Homatropine methylbromide belongs to the group of medicines called anti-muscarinics. Homatropine is used to treat duodenal or stomach ulcers or intestine problems. It can be used together with antacids or other medicine in the treatment of peptic ulcer. It may also be used to prevent nausea, vomiting, and motion sickness.
A - Alimentary tract and metabolism
A03 - Drugs for functional gastrointestinal disorders
A03B - Belladonna and derivatives, plain
A03BB - Belladonna alkaloids, semisynthetic, quaternary ammonium compounds
A03BB06 - Homatropine methylbromide
Homatropine is a quaternary ammonium muscarinic acetylcholine receptor antagonist. The muscarinic acetylcholine receptor mediates various cellular responses, including inhibition of adenylate cyclase, breakdown of phosphoinositides and modulation of potassium channels through the action of G proteins.

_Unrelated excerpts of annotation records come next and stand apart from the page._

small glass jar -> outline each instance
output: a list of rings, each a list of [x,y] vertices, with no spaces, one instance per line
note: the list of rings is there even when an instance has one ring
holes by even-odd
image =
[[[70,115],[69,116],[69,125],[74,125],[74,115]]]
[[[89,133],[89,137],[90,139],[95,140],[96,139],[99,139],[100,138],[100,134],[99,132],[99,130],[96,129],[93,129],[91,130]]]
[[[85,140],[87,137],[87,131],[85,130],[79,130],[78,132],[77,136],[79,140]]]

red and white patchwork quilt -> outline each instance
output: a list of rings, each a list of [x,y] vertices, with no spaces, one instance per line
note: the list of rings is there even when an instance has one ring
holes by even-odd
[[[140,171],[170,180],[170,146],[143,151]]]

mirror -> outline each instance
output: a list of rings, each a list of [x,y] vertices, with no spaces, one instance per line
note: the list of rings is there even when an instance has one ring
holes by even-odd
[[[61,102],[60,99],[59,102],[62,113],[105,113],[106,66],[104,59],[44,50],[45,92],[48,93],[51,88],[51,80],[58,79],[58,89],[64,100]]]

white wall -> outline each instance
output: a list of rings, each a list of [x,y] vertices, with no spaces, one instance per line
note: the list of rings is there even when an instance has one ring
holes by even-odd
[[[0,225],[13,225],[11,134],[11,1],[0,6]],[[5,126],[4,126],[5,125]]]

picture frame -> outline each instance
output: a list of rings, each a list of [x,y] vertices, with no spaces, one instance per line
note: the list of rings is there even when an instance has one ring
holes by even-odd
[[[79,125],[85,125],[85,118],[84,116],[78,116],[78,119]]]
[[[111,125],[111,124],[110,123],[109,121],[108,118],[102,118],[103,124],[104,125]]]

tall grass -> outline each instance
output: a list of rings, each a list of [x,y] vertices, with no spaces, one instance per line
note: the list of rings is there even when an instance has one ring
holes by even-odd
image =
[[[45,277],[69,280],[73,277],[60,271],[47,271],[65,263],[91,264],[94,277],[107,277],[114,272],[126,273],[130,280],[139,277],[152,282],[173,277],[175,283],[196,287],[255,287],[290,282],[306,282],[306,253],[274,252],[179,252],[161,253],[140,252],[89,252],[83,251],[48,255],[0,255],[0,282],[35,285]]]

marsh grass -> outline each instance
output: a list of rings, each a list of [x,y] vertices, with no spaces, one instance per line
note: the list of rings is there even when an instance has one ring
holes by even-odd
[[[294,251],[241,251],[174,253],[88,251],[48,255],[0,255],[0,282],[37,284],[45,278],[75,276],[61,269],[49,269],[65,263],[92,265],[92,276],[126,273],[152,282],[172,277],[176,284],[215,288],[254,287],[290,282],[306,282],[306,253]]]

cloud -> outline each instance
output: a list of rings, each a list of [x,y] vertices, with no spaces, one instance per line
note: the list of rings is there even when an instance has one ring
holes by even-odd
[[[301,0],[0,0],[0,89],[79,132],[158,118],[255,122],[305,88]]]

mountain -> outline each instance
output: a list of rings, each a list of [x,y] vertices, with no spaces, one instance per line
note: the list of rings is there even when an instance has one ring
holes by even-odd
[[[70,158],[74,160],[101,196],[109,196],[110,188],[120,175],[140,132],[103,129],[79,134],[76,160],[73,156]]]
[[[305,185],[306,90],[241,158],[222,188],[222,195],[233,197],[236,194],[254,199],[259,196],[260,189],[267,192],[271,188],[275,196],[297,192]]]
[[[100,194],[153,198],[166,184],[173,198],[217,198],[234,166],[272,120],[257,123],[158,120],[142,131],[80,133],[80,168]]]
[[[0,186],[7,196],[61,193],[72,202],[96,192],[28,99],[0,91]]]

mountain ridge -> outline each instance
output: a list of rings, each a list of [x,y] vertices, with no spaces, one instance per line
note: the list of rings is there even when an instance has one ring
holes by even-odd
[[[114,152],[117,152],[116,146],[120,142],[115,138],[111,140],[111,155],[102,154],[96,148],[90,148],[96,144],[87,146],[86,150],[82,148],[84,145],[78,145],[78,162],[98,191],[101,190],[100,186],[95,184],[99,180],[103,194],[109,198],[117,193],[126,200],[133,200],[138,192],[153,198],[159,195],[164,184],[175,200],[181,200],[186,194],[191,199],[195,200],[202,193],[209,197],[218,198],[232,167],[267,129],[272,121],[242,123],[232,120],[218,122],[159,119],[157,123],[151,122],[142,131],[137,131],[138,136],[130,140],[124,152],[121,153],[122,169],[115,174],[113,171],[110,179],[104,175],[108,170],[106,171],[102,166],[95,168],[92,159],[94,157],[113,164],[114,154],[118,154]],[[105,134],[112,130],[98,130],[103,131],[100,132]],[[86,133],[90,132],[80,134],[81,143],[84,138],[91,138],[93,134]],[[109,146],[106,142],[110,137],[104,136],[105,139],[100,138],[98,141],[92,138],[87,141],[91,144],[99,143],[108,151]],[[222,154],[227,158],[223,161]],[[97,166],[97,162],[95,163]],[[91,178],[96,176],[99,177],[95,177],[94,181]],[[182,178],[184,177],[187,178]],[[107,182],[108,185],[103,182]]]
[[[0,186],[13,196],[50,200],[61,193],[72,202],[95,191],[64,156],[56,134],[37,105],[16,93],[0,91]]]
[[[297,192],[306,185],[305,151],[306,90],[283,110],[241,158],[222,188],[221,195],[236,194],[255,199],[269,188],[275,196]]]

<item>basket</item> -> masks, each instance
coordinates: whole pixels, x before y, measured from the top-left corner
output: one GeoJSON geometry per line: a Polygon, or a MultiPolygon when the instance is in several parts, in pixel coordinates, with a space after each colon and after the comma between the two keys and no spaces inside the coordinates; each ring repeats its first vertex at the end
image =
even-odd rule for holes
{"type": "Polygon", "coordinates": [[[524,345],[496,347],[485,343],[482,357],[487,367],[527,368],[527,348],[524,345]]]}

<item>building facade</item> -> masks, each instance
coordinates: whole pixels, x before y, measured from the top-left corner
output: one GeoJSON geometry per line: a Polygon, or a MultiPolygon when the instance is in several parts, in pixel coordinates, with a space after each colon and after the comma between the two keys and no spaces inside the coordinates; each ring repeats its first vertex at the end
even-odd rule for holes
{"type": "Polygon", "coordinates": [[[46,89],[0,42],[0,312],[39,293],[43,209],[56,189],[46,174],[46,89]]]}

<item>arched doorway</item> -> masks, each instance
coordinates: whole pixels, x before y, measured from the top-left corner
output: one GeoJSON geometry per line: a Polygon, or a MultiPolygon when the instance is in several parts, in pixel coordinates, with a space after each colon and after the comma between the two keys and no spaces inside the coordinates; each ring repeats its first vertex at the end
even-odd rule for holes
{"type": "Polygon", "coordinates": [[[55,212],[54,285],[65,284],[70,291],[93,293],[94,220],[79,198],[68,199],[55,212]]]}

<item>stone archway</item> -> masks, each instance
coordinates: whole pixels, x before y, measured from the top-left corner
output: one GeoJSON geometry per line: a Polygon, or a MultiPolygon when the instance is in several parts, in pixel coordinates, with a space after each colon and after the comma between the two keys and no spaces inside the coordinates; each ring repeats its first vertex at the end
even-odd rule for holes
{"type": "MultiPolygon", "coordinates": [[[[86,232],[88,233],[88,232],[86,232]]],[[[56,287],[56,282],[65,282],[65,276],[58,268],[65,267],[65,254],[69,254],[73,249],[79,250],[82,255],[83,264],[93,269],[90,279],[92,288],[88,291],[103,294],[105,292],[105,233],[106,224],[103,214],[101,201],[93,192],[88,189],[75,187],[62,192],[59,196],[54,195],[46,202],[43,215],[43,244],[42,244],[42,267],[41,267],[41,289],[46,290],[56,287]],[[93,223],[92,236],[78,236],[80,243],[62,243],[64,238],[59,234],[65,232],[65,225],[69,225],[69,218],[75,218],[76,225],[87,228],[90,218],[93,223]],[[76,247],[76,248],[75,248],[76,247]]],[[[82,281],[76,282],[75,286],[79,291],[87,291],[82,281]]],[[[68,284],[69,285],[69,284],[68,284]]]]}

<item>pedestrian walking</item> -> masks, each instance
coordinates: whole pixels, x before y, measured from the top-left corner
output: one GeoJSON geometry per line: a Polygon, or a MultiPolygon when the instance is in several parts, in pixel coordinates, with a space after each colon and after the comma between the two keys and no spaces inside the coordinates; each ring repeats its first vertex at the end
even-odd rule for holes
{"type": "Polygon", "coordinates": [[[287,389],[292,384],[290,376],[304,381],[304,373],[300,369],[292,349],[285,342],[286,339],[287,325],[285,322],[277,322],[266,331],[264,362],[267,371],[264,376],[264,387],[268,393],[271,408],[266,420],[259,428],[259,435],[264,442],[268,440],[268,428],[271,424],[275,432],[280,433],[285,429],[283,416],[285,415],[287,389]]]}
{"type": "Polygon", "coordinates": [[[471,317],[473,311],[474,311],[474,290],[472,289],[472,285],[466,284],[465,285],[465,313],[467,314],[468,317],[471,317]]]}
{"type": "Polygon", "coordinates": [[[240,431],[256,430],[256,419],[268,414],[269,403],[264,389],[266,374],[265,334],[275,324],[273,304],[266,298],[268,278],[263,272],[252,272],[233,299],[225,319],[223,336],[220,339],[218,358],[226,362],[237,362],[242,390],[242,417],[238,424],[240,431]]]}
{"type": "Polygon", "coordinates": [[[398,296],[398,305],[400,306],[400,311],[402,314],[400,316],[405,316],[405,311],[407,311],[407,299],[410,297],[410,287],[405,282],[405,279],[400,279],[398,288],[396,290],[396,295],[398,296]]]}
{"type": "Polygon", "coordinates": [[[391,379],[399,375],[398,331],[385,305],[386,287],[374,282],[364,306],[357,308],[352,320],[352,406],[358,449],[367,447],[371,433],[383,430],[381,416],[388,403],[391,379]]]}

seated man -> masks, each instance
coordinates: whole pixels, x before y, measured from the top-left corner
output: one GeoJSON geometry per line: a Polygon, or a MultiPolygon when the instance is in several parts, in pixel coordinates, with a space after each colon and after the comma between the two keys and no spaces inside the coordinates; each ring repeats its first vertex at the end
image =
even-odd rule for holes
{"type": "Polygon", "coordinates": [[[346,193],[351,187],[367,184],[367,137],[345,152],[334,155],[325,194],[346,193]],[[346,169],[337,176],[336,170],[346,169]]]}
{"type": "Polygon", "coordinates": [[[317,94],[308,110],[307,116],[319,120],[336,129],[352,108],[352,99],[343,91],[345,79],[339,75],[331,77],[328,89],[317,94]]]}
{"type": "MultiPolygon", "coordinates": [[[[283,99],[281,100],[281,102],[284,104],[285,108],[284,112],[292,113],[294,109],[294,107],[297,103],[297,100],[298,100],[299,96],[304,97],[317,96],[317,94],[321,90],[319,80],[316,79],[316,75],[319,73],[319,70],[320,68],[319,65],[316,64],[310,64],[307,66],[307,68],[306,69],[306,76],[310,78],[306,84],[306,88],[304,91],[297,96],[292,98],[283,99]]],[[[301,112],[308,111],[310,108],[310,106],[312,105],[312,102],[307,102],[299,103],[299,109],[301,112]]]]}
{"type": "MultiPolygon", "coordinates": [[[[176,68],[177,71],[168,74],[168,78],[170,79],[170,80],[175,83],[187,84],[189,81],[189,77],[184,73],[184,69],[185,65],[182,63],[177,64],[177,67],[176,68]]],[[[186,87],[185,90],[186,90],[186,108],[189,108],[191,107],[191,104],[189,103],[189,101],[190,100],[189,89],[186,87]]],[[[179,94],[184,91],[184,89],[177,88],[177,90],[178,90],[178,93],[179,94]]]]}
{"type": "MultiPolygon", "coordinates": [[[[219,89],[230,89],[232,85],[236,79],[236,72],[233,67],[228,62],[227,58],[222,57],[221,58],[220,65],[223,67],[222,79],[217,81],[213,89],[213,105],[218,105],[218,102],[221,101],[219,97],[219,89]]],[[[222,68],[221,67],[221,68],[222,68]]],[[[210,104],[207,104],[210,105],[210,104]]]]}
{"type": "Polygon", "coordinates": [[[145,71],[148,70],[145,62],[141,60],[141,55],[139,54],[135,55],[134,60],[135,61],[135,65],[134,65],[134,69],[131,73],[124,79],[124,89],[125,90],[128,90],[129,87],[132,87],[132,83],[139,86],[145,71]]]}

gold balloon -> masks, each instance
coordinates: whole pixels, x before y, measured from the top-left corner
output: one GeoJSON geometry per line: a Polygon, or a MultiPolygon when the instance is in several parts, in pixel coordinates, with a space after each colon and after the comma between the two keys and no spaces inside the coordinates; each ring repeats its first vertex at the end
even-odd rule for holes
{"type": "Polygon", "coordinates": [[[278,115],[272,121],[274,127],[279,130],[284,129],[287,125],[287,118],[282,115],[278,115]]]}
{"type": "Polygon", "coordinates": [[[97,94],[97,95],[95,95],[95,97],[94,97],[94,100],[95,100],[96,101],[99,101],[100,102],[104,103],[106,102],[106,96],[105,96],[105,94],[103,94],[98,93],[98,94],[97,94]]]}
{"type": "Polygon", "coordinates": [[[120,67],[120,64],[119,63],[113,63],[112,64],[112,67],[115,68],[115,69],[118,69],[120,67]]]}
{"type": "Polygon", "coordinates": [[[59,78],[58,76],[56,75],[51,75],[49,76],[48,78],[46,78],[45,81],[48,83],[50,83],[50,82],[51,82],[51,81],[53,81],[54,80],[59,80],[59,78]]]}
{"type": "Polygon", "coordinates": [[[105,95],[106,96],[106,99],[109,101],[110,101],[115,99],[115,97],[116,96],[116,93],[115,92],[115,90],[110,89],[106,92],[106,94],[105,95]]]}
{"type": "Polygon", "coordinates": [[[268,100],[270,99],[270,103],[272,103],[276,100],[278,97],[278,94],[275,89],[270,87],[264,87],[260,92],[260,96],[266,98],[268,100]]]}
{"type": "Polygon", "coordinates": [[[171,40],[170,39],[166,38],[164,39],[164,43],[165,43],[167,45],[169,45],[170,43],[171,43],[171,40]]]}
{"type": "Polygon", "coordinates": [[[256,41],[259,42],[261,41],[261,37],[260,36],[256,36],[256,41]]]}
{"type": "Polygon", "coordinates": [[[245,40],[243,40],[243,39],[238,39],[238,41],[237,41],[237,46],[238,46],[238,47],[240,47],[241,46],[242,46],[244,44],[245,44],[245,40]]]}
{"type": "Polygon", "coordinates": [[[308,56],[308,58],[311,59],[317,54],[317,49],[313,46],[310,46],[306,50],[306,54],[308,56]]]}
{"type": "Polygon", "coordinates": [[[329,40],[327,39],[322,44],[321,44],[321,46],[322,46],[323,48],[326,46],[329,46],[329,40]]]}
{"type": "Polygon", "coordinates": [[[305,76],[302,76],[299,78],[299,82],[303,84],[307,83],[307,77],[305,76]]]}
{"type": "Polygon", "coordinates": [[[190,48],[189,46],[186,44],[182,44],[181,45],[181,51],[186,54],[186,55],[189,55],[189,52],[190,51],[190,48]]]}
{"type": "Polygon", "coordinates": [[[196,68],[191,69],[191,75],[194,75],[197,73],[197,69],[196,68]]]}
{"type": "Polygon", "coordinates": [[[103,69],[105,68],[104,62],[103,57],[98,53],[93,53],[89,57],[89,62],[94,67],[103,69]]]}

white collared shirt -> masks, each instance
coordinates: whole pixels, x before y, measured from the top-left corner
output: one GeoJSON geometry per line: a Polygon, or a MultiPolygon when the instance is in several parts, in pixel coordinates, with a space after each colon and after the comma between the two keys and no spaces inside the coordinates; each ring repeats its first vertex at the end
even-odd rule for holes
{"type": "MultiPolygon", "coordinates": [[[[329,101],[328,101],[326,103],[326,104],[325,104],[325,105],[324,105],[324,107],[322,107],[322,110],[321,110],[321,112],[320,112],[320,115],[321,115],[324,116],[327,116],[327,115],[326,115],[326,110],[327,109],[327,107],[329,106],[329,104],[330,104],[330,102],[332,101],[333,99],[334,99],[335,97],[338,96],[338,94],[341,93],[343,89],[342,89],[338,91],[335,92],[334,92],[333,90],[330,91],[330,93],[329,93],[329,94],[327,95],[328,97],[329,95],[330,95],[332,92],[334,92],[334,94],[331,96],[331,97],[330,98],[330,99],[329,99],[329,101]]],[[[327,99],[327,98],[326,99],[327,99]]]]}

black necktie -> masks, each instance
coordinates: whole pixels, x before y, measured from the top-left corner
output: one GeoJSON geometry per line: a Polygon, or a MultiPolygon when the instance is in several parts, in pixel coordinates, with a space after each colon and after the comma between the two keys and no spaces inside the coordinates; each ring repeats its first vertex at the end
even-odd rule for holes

Homatropine methylbromide inhibits the muscarinic actions of acetylcholine on structures innervated by postganglionic cholinergic nerves as well as on smooth muscles that respond to acetylcholine but lack cholinergic innervation. These postganglionic receptor sites are present in the autonomic effector cells of the smooth muscle, cardiac muscle, sinoatrial and atrioventricular nodes, and exocrine glands. Depending on the dose, anticholinergics may reduce the motility and secretory activity of the gastrointestinal system, and the tone of the ureter and urinary bladder and may have a slight relaxant action on the bile ducts and gallbladder.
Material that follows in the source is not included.